Vasa previa can occur on its own or with placental abnormalities, such as a velamentous cord insertion. In velamentous cord insertion, vessels from the umbilical cord run through part of the chorionic membrane rather than directly into the placenta (see Figure: Vasa previa.). Thus, the blood vessels are not protected by Wharton jelly within the cord, making fetal hemorrhage more likely to occur when the fetal membranes rupture.

Prevalence is about 1/2500 to 5000 deliveries. Fetal mortality rate may approach 60% if vasa previa is not diagnosed before birth.

Vasa previa.

Symptoms and Signs

The classic presentation is painless vaginal bleeding, rupture of membranes, and fetal bradycardia.
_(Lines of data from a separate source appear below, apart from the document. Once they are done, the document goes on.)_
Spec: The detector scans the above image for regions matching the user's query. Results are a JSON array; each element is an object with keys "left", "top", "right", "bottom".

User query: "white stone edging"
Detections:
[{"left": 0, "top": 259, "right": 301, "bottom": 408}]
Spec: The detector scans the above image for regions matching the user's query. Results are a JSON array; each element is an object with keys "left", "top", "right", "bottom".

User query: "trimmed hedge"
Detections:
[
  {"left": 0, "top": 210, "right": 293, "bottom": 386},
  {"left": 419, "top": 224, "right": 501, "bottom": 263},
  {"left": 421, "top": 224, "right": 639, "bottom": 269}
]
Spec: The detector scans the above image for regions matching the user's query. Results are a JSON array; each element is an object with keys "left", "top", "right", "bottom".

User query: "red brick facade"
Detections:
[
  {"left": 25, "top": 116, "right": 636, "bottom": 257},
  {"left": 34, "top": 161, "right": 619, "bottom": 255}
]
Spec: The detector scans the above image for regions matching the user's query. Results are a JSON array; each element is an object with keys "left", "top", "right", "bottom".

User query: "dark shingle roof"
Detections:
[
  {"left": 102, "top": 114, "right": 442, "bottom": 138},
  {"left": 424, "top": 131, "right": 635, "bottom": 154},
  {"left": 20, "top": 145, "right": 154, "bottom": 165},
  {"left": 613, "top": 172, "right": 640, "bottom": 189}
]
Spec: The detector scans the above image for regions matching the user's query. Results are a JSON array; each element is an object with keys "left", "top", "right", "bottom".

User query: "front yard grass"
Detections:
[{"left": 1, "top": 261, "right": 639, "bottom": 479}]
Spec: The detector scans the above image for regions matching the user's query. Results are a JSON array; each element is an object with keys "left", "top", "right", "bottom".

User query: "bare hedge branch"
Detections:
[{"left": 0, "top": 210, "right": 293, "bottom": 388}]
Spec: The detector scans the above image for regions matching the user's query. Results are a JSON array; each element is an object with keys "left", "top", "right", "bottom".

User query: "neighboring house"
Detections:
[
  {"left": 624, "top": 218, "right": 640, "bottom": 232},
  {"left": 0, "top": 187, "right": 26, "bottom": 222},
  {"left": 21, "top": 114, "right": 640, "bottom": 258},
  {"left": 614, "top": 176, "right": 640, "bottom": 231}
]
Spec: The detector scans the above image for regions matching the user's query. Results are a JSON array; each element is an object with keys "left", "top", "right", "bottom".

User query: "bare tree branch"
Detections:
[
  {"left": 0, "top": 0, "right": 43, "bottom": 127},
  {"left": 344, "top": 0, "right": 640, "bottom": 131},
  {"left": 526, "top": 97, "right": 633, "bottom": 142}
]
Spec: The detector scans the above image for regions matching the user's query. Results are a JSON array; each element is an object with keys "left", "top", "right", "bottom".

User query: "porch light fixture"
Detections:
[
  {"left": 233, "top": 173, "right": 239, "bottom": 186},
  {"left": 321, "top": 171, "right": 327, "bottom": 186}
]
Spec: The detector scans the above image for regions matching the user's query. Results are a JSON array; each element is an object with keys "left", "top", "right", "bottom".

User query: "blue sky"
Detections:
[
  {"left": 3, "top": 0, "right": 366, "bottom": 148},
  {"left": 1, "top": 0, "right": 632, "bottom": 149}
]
  • Transvaginal ultrasonography

The diagnosis should be suspected based on presentation or results of routine prenatal ultrasonography. At presentation, the fetal heart rate pattern, commonly sinusoidal, is usually nonreassuring. The diagnosis is typically confirmed by transvaginal ultrasonography. Fetal vessels can be seen within the membranes passing directly over the internal cervical os. Doppler color flow mapping can be used as an adjunct. Vasa previa must be distinguished from funic presentation (prolapse with the umbilical cord between the presenting part and the internal cervical os), in which fetal blood vessels wrapped with Wharton jelly can be seen covering the cervix.


  • Antenatal nonstress testing to detect cord compression

  • Cesarean delivery

Antenatal management of vasa previa is controversial, partly because randomized clinical trials are lacking. At most centers, nonstress testing is done twice a week beginning at 28 to 30 wk. The purpose is to detect compression of the umbilical cord. Admission for continuous monitoring or for nonstress testing every 6 to 8 h at about 30 to 32 wk is often offered. Corticosteroids may be used to accelerate fetal lung maturity.

If premature rupture of the membranes occurs, vaginal bleeding continues, or fetal status is nonreassuring, emergency cesarean delivery is usually indicated. If none of these problems are present and labor has not occurred, clinicians can offer to schedule cesarean delivery; tests to assess fetal lung maturity (which usually occurs between 32 and 35 wk) may be done to determine the timing of delivery.